Yes, I hear you asking, “What has all of that have to do with my struggle in my Christian walk? Well, the reason so many of us struggle living “right,” or obeying God, is because it is not what we want to do. No, I don’t mean that we want to be bad people and go to hell. I mean that when we do what we want, instead of what God teaches us we should through His Word, we get a hit of Dopamine, because we did what we wanted. We are, in essence, rewarded for our disobedience. Keep in mind that humans are naturally selfish. This is how God made us. When we behave selfishly, we are simple behaving according to the natural expectation of this human life.

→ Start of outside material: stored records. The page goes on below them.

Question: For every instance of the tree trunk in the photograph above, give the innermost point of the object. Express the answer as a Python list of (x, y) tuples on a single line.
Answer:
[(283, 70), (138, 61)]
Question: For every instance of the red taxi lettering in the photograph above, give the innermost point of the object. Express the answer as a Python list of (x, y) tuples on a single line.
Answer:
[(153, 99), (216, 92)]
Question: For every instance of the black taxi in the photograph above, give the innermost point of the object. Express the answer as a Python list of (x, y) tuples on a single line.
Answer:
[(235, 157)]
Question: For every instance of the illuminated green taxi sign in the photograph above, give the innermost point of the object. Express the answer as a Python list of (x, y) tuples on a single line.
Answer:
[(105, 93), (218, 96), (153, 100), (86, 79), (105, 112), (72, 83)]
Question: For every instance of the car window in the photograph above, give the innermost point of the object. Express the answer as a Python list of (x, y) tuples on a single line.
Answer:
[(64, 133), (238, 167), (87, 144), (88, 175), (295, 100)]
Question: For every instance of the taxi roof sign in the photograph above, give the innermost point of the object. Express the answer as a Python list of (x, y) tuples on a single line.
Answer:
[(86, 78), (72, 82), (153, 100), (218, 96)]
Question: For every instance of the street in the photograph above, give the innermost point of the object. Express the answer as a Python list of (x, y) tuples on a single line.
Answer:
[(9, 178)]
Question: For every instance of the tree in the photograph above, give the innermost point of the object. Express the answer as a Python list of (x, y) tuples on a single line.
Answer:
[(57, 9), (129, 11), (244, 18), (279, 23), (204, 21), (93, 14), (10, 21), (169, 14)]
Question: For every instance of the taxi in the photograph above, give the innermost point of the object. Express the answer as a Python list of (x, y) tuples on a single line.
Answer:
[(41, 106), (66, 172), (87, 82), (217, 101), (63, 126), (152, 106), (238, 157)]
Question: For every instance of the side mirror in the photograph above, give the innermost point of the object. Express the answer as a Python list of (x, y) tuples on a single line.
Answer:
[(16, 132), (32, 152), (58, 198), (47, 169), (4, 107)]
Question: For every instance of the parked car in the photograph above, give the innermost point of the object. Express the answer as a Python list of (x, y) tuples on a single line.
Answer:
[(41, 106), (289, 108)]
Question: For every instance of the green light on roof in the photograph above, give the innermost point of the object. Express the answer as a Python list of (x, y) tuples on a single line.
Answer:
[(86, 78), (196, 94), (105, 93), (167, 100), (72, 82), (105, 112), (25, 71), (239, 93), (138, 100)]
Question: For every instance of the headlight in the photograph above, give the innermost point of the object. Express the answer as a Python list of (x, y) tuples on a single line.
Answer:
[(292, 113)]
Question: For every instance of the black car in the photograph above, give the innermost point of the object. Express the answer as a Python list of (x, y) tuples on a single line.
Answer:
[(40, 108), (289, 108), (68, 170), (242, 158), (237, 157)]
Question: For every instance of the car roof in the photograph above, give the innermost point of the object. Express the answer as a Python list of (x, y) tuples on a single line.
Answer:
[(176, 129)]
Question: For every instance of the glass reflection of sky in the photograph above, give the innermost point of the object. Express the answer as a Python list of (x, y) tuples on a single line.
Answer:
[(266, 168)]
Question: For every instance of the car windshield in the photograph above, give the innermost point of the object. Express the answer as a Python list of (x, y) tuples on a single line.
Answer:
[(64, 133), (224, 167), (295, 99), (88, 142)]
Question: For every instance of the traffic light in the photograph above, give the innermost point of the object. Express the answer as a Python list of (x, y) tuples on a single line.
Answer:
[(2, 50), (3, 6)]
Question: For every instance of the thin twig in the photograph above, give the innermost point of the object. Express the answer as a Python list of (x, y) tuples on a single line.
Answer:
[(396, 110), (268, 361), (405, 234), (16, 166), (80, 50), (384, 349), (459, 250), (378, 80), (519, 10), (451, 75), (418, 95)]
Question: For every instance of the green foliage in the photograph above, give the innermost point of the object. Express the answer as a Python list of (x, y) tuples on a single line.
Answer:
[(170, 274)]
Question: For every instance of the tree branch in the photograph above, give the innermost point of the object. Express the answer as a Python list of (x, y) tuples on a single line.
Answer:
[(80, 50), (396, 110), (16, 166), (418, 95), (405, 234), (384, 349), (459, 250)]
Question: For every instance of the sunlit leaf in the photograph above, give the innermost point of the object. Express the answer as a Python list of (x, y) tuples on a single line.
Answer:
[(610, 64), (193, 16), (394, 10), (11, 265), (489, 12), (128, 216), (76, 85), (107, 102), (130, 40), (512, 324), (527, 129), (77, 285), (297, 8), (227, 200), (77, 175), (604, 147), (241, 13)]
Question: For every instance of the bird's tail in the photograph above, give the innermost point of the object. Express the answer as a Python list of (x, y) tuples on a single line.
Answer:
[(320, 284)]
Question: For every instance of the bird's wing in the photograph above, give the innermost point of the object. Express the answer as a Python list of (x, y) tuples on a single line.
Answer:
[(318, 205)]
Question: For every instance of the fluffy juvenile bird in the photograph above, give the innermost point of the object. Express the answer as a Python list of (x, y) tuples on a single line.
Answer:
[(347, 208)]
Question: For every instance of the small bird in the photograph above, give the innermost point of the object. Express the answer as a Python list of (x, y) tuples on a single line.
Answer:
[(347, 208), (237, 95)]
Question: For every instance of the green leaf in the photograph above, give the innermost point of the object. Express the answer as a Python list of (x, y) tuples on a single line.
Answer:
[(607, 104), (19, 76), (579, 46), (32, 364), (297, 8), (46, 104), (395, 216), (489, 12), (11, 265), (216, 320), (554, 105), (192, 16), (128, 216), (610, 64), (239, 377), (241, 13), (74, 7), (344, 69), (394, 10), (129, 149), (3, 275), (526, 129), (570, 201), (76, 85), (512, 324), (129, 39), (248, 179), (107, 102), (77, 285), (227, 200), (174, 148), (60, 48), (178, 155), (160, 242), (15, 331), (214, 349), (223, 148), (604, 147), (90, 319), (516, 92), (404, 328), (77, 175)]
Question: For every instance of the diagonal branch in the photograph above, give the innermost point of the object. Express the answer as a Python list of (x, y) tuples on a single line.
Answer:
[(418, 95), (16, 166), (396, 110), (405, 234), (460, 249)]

When we behave selfishly, our brain rewards us with a fix of Dopamine, and the chemical only serves to increase our desire to continue to be selfish.

The “fix,” will require that we purposely set a goal which is achievable, work toward achieving the goal on purpose, repeat the necessary behavior to achieve the goal (be less selfish and more selfless), until we succeed. Then we will get a hit of Dopamine for having succeeded. This shot of Dopamine will serve to motivate us to continue to be selfless, and less selfish. We will never totally rid ourselves of the addiction to selfishness, but we can succeed in being much more selfless, if we learn to control how and when our brains reward us with a hit of Dopamine.

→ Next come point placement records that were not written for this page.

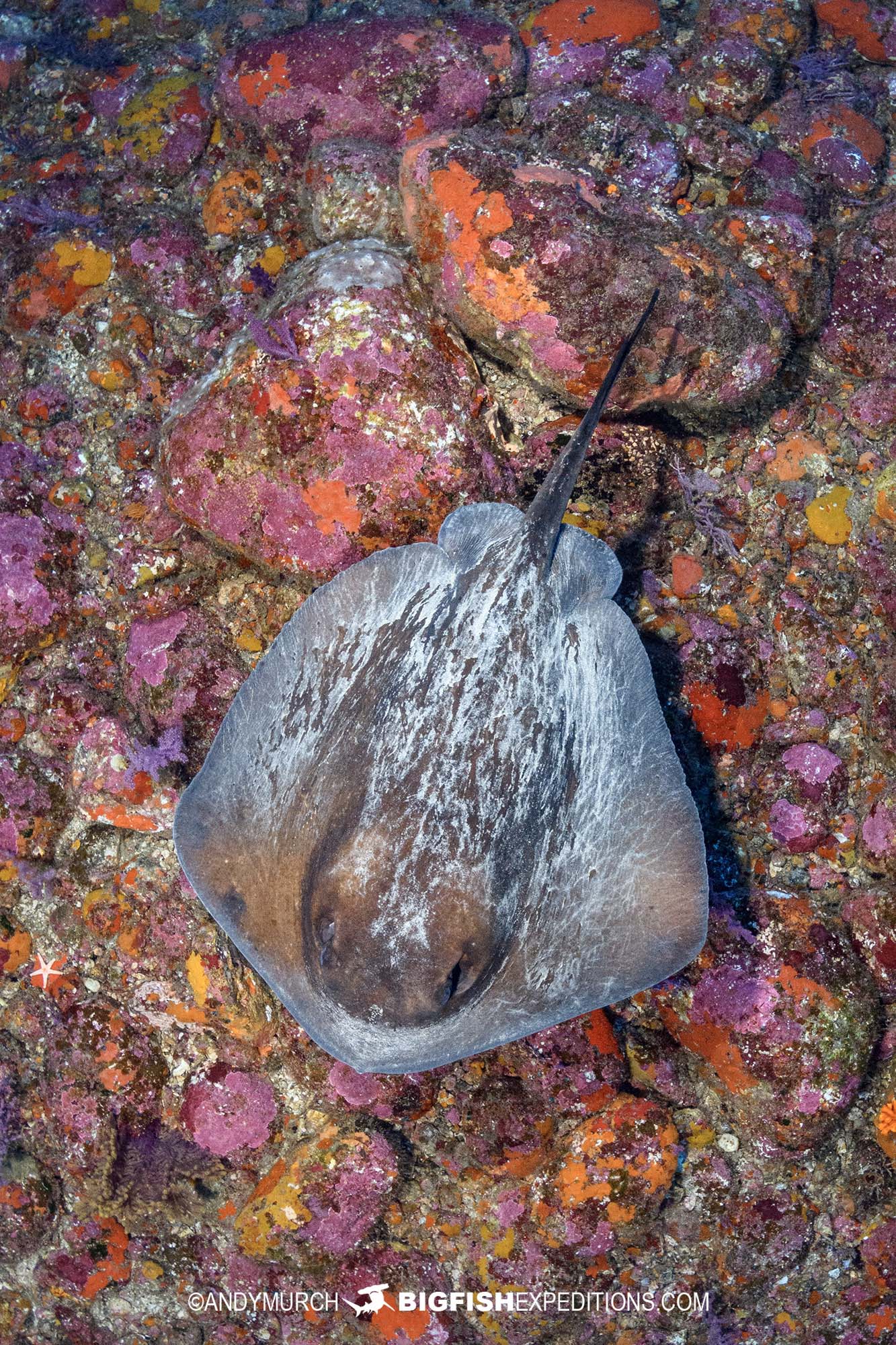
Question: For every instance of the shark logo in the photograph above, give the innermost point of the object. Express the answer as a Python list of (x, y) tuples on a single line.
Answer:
[(377, 1301)]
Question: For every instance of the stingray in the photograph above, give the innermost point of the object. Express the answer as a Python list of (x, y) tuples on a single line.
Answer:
[(444, 812)]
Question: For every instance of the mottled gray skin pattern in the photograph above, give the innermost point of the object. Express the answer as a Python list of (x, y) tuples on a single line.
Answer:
[(444, 812)]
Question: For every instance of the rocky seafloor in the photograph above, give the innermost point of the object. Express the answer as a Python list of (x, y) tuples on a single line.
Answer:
[(280, 287)]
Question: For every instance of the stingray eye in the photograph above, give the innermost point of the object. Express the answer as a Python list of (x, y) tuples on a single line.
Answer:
[(326, 931), (455, 977)]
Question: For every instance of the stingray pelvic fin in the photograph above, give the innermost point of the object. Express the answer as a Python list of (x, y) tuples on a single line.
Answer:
[(545, 514)]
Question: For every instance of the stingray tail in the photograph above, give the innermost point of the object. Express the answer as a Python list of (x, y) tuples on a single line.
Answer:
[(546, 512)]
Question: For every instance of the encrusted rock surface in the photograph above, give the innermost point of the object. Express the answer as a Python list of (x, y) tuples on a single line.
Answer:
[(240, 352)]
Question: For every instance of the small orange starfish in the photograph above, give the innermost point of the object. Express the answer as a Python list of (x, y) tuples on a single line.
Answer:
[(45, 972)]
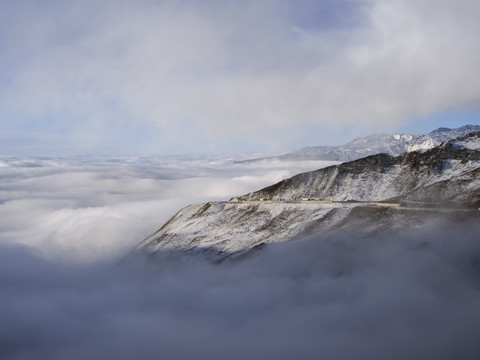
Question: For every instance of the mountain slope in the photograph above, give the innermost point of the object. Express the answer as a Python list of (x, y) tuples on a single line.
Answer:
[(378, 143), (447, 176)]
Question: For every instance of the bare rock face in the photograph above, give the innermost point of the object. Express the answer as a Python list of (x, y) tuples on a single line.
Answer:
[(416, 187)]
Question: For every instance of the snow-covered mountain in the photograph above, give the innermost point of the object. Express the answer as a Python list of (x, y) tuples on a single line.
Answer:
[(446, 177), (378, 143)]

So, for example, if I feel like I am not living “right” before God, I don’t read my Bible “enough,” pray “as I should,” or live he way I am “supposed to,” and if I understand how the reward system in my brain works, I can choose to do something different. I can choose to read two or three verses each day (something easily done), and because I did what I wanted, I will get a hit of Dopamine and feel good at my success. If I chose to pray while driving to work, instead of for one hour on my knees next to my bed (how uncomfortable), whether the drive is long or short, I will have met my goal. I will get a hit of Dopamine, because I succeeded at doing what I wanted. Or, if I do one good thing for some other person, because I am a Christian, then I will feel good about my walk with God, and get a reward from my brain with a shot of Dopamine. In these three cases, because of the expectations I placed on myself, and the achievability of the goals, I will succeed, get my hit of Dopamine, and will be motivated to repeat the behavior. I will then repeat the behavior, succeed again, get my Dopamine reward, and develop a habit (a type of addiction, but a “good” one), of living right before the Lord. The more I repeat the behaviors, the more Dopamine reward I get, the more I want to obey God. So then now, I am obeying God because that is what I want.

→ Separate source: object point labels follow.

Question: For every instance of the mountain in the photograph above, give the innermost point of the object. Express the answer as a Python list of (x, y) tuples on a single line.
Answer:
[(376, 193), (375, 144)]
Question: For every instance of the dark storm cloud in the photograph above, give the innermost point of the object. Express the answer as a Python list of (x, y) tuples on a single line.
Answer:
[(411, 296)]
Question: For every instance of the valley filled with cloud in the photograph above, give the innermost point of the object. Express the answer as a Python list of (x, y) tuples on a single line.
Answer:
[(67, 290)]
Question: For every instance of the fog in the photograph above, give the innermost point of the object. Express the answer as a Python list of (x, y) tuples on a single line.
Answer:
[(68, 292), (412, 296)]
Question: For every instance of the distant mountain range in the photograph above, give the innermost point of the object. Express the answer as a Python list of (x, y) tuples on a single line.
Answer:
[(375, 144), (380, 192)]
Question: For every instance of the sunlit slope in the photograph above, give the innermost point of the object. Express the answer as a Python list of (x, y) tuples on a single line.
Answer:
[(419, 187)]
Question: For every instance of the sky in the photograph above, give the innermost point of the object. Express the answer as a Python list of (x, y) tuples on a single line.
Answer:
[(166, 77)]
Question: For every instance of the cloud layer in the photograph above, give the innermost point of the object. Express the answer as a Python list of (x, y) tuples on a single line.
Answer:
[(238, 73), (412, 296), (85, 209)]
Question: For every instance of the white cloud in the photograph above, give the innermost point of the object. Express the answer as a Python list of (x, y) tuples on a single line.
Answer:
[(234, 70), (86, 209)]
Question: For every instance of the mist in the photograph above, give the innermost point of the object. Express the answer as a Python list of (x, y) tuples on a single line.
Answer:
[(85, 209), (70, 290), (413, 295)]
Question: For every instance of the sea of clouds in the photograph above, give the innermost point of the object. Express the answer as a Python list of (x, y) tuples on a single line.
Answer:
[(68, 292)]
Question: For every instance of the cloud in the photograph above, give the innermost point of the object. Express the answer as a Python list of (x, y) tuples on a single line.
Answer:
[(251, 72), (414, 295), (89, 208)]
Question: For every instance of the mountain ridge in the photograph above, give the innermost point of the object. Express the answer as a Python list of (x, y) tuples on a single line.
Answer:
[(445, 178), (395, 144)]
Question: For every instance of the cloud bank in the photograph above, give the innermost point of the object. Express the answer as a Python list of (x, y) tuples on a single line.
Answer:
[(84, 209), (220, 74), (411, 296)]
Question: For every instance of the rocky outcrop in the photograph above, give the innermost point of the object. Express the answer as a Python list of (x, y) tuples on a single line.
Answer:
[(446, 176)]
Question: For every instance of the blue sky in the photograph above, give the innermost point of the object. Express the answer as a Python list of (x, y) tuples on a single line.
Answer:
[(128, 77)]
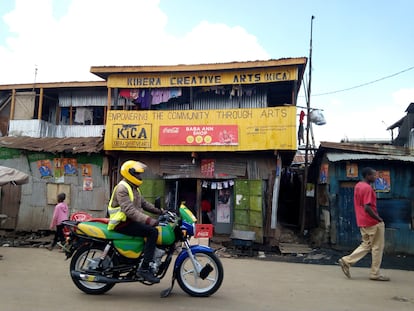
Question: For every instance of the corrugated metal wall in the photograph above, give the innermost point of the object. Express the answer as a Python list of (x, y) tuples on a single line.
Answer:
[(84, 98), (40, 128), (35, 213), (208, 102), (395, 207)]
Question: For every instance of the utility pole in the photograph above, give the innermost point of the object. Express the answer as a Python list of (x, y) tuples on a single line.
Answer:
[(305, 174)]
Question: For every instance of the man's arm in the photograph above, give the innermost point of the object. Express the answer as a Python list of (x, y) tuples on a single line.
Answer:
[(370, 212)]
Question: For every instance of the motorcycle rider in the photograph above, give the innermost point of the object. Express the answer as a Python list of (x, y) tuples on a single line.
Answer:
[(126, 213)]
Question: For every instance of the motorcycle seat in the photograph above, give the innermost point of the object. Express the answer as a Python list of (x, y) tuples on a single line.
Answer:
[(101, 220)]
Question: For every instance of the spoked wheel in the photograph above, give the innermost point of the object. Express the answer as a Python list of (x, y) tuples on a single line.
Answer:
[(85, 260), (209, 280)]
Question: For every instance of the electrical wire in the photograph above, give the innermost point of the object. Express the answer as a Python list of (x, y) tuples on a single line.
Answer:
[(365, 84)]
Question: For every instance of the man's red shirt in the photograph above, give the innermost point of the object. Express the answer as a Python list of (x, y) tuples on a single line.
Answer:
[(364, 194)]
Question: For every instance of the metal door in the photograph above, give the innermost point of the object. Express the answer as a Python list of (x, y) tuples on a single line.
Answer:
[(248, 210), (348, 233), (10, 204)]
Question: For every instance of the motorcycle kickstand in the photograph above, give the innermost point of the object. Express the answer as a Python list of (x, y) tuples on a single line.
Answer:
[(166, 292)]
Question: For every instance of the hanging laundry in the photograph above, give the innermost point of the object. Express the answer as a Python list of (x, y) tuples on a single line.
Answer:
[(144, 99), (175, 92), (131, 94), (301, 128)]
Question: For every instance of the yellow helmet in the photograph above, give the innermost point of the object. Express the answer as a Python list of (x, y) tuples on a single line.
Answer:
[(132, 170)]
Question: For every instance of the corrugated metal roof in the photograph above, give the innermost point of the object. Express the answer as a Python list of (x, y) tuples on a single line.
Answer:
[(343, 156), (105, 71), (54, 145)]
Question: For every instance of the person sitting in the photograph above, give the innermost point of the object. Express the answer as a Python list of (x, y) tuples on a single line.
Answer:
[(126, 214)]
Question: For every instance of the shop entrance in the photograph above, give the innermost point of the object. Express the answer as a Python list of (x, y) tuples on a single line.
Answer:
[(210, 201)]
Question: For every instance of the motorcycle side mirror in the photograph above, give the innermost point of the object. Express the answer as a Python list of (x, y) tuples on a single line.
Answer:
[(157, 203)]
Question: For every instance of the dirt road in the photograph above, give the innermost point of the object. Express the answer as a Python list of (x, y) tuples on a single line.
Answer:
[(34, 279)]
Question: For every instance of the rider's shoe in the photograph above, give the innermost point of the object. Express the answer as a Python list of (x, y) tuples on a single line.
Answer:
[(148, 276)]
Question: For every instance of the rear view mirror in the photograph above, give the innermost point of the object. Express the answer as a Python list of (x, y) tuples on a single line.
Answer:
[(157, 203)]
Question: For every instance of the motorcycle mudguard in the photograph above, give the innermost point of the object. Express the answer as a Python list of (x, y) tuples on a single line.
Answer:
[(194, 249)]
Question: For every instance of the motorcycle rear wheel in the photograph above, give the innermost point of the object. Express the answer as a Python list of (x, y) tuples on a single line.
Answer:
[(80, 262), (192, 283)]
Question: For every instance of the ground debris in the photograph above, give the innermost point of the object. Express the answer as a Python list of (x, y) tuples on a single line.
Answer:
[(400, 298)]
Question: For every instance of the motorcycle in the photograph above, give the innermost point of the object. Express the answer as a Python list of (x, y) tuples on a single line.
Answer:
[(101, 258)]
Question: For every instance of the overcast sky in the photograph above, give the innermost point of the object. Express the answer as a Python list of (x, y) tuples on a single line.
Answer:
[(354, 43)]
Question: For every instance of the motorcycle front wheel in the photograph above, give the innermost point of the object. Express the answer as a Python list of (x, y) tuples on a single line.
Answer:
[(83, 261), (205, 285)]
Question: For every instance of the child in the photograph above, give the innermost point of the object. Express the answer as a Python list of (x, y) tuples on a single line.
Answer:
[(60, 214)]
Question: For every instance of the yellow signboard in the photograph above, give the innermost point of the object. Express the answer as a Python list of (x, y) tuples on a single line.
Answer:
[(202, 130), (200, 78)]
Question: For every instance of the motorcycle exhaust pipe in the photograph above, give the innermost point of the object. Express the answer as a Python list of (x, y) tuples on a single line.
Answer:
[(97, 278)]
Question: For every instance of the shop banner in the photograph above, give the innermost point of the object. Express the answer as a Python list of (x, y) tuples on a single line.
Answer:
[(202, 130), (181, 135), (200, 78)]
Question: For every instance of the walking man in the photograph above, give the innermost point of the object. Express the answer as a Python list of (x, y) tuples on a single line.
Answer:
[(371, 226)]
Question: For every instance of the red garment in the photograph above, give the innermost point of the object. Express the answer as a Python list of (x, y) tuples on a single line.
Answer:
[(60, 214), (301, 116), (364, 194)]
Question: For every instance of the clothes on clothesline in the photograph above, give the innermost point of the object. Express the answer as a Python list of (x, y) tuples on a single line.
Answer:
[(145, 97)]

This is why you will see those people who seem to be so content and happy obeying God and living “right” before Him. It is not that they are better people or Christians than you are, it is that they have learned behavior which produces a Dopamine reward for their efforts. Maybe they would not explain it the way I have, but they would probably say something like, “I obey God and live “right” before Him because He love me (a Dopamine hit) rewards me by blessing me (a Dopamine hit) for my obedience and selflessness towards others (a Dopamine hit.), and that pleases Him (a Dopamine hit).

Am I saying that I am addicted to Jesus? Yes! Yes I am!  My brain rewards me with a Dopamine fix every time I even think about wanting to obey Him, even before I actually do so. So I purposely think about how I can obey Him, what He wants me to do, and how I can serve others so that He will be pleased. All of this results in my brain rewarding me with a Dopamine fix, which increases my desire for another fix, which means I must repeat the desired behavior so that I will get my fix. In other words, the more I behave as Jesus wants, the more I will want to behave as Jesus wants. I win, He wins, and others will win as well. I guess you could say  get high on the Lord. Would you like a fix too?